Jeder Hörer von Das klagende Lied wird dieses Erstaunen des Schöpfers teilen, das ihn ergriff, als er die unaufgeführt liegengebliebene Partitur nach 13 Jahren wieder vornahm.

Gleich nach ihrer durchaus mühevollen Vollendung im November 1880 – »ein wahres Schmerzenskind, an dem ich schon über ein Jahr arbeite« bekennt der 19jährige – hatte der frischgebackene Absolvent des Wiener Konservatoriums alles Erdenkliche unternommen, um sein »Märchenspiel« zu lancieren: Er hatte es beim Wiener Beethovenwettbewerb eingereicht, sich um eine Aufführung im Rahmen des Deutschen Tonkünstlerfestes in Weimar bemüht und einen Verleger gesucht – einerseits. Andererseits kann es ihn nicht wirklich überrascht haben, dass das Stück den Kompositionspreis nicht erhielt, ihm die Partitur aus Weimar – von Franz Liszt mit einem schmallippigen Kommentar versehen – retourniert wurde und kein Verleger ein unnötiges Risiko eingehen wollte. Mahler muss klar gewesen sein, dass allein schon der gigantische Apparat, den die Partitur verlangt, von der Zunft als anmaßend, wenn nicht als Zeichen von Größenwahn betrachtet würde: Neben einem opulent besetzten Hauptorchester disponiert er ein 20-köpfiges Fernorchester, dazu gemischten Chor, ein Gesangssolistenquartett, Knabensopran und Knabenalt. Späteren Revisionen fielen unter anderem das Fernorchester, der 1. Satz sowie die immens anspruchsvollen Knabenstimmen aus rein pragmatischen Gründen zum Opfer, weshalb in der Staatsoper im Wesentlichen die Urfassung erklingt (unter Berücksichtigung einiger weniger, bei Mahlers Neubegegnung mit eigenen Werken ja stets üblichen Retuschen). Aber diese Anmaßung betraf nicht nur die äußeren Koordinaten und Dimensionen. Die musikalische Dramaturgie des »Märchenspiels« ließ alle gewohnten Formate hinter sich. Mahler hat als sein eigener Textdichter das in den Sammlungen der Brüder Grimm und Ludwig Bechstein tradierte Märchen vom singenden Knochen in eine dreiteilige Ballade verwandelt:

I. WALDMÄRCHEN

Eine stolze Königin macht ihre Hingabe von dem Fund einer roten Blume abhängig. Zwei Brüder machen sich im Wald auf die Suche. Der jüngere ist bald erfolgreich. Er steckt sich die Blume an den Hut und legt sich unter eine Weide. Der ältere findet den Schlafenden und erschlägt ihn.

II. DER SPIELMANN

Ein Spielmann findet am Fuß der Weide einen Knochen, aus dem er sich eine Flöte schnitzt. Als er sie an die Lippen setzt, singt sie ein klagendes Lied: »Um ein schönfarbig Blümelein hat mich mein Bruder erschlagen.« Der Spielmann lässt das Lied in der Welt erklingen.

III. HOCHZEITSSTÜCK

Im Schloss feiert man die Hochzeit der Königin mit dem vermeintlichen Entdecker der Blume. Nur der König selbst scheint keinen Anteil zu nehmen. Da tritt der Spielmann auf und lässt die Knochenflöte erklingen. Als der König das Instrument an seine Lippen reißt, richtet es seine Anklage direkt an ihn. Die Königin sinkt zu Boden, die Hochzeitsgäste fliehen, das Schloss stürzt ein.

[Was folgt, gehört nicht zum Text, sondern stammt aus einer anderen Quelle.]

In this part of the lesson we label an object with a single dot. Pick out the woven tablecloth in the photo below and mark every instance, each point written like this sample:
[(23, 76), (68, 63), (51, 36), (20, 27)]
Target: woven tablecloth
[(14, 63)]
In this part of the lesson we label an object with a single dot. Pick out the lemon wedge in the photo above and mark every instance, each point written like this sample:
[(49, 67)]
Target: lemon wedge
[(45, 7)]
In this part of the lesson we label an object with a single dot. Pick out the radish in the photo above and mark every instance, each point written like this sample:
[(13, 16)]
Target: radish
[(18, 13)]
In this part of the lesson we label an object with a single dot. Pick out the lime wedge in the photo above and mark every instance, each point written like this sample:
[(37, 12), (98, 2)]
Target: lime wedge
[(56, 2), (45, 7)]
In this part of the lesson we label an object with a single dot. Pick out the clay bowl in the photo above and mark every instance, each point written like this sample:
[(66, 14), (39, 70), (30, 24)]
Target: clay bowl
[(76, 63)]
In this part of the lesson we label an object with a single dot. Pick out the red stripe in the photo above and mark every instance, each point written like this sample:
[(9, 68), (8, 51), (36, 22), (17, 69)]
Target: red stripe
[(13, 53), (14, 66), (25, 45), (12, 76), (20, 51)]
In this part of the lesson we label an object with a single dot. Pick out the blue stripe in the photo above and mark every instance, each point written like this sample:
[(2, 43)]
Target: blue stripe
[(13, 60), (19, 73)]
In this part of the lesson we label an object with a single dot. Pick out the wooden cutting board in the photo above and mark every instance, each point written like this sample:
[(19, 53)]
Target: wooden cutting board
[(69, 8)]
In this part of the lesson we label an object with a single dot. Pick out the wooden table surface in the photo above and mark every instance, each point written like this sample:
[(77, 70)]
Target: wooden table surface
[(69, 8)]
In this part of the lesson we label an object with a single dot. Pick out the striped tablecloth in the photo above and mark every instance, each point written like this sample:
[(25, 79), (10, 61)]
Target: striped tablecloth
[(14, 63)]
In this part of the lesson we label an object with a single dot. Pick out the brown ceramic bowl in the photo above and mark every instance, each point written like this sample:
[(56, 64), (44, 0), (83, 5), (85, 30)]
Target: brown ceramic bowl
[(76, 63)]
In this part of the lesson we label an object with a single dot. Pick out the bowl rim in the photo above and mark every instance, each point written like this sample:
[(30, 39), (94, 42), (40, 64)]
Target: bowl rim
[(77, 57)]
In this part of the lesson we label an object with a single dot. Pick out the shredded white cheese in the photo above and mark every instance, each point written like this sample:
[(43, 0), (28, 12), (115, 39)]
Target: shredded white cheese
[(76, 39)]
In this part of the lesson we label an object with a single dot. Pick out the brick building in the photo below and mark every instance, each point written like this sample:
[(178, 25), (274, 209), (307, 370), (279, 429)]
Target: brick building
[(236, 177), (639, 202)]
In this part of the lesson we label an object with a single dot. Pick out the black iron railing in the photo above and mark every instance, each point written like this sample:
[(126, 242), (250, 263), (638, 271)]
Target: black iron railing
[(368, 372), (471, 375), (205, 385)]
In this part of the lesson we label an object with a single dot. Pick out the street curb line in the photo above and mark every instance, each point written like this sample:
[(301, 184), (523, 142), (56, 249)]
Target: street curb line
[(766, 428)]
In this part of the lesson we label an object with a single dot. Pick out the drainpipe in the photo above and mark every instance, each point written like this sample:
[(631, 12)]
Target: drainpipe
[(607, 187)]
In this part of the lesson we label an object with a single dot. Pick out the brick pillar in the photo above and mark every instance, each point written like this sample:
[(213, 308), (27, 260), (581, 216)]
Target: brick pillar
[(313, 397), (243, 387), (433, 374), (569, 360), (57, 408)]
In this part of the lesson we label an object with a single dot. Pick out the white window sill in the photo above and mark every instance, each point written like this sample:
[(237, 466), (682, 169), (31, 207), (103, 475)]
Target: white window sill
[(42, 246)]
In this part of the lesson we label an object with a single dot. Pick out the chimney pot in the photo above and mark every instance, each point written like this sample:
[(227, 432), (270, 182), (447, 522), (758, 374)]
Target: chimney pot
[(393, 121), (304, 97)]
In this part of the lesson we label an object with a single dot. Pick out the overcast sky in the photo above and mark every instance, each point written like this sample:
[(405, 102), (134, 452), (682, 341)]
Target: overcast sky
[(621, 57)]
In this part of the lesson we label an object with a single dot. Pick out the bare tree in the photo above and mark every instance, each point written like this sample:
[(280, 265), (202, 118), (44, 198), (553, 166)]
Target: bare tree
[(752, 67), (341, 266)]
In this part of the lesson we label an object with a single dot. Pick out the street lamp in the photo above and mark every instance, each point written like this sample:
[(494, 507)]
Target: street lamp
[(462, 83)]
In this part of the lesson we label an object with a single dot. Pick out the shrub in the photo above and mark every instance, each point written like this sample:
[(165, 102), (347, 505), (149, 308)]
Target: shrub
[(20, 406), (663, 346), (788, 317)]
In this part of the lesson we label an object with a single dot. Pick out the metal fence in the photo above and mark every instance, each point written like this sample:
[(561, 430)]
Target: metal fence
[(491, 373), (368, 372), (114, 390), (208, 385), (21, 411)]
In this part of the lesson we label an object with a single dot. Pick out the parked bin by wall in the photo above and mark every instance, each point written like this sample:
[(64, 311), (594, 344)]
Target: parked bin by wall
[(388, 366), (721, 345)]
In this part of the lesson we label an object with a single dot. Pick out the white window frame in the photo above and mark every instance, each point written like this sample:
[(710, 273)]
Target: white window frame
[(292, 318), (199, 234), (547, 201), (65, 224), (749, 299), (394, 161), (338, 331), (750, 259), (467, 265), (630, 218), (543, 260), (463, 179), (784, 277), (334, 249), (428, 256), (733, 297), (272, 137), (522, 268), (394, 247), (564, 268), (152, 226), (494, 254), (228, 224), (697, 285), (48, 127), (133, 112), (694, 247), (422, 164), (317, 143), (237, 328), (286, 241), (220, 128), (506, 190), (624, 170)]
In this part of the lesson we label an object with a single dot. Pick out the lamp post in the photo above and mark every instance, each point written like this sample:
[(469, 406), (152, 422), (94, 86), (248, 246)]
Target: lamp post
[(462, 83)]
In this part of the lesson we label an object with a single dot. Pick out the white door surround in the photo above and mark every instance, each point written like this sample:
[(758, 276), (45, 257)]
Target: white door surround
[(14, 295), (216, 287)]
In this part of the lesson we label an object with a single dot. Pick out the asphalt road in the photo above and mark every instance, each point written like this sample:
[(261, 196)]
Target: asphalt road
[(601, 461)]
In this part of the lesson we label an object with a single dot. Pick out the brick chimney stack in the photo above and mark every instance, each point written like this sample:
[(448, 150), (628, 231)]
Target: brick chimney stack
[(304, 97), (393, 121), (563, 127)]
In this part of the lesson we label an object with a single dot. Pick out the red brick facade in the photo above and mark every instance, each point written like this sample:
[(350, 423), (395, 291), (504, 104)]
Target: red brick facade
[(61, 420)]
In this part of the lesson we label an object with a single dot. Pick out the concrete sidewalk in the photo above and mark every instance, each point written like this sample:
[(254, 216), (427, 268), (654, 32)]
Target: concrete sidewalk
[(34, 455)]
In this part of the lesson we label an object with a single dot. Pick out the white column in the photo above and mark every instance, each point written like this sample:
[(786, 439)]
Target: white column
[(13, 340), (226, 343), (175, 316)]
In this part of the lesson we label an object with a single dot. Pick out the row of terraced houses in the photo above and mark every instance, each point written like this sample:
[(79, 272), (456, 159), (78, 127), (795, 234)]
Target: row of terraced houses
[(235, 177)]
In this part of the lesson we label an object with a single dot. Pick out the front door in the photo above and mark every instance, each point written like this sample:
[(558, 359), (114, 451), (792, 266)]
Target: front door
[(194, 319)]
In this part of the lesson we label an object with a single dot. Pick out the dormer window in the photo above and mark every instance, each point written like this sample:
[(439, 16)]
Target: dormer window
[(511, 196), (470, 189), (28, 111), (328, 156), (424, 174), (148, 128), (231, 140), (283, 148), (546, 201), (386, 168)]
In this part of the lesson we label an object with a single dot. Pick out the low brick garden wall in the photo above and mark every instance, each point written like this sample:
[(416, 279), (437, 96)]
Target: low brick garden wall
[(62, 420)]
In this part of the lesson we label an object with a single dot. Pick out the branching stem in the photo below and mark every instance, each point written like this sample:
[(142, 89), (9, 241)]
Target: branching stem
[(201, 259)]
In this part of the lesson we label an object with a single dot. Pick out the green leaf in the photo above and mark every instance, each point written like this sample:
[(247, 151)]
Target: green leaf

Mit dieser altertümelnden Balladendichtung scheint Mahler anzuknüpfen an ein in der Musizier- und Konzertpraxis seiner Zeit etabliertes Sujet: Das Märchen vom klagenden, bzw. »begrabenen« Lied, das die Seele eines Ermordeten in Knochen-, Tier- oder Pflanzengestalt anstimmt und seinen Mörder damit entlarvt. Es wurde mehrfach als Melodram, also als Rezitation mit Klavier- oder Orchesterbegleitung, sowie als Kantate vertont. Kein Geringerer als Schumann hatte 1852 die das gleiche Motiv variierende Ballade Vom Pagen und der Königstochter als großes Konzertstück für Chor, Soli und Orchester gesetzt. Doch Mahlers »Revolte wider die bürgerliche Musik«, von der Adorno sprach, katapultiert sich heraus aus den Darstellungs- und Rezeptions-Verabredungen seiner Epoche. Anders als bei seinen Vorgängern und Zeitgenossen gibt es keine gesicherte Erzähler- und Rezipienten-Position mehr. In Schumanns Chorballade gibt es ganz klar durchgeführte Figuren, die Altistin fungiert als Erzählerin, Sopran und Tenor verkörpern das Liebespaar, der Bariton ist der König, es gibt einen Meermann und eine Meereskönigin usw. Der Hörer kann sich in jener komfortablen Distanz einrichten, aus der man in einem bürgerlichen Interieur einen Öldruck betrachten mag.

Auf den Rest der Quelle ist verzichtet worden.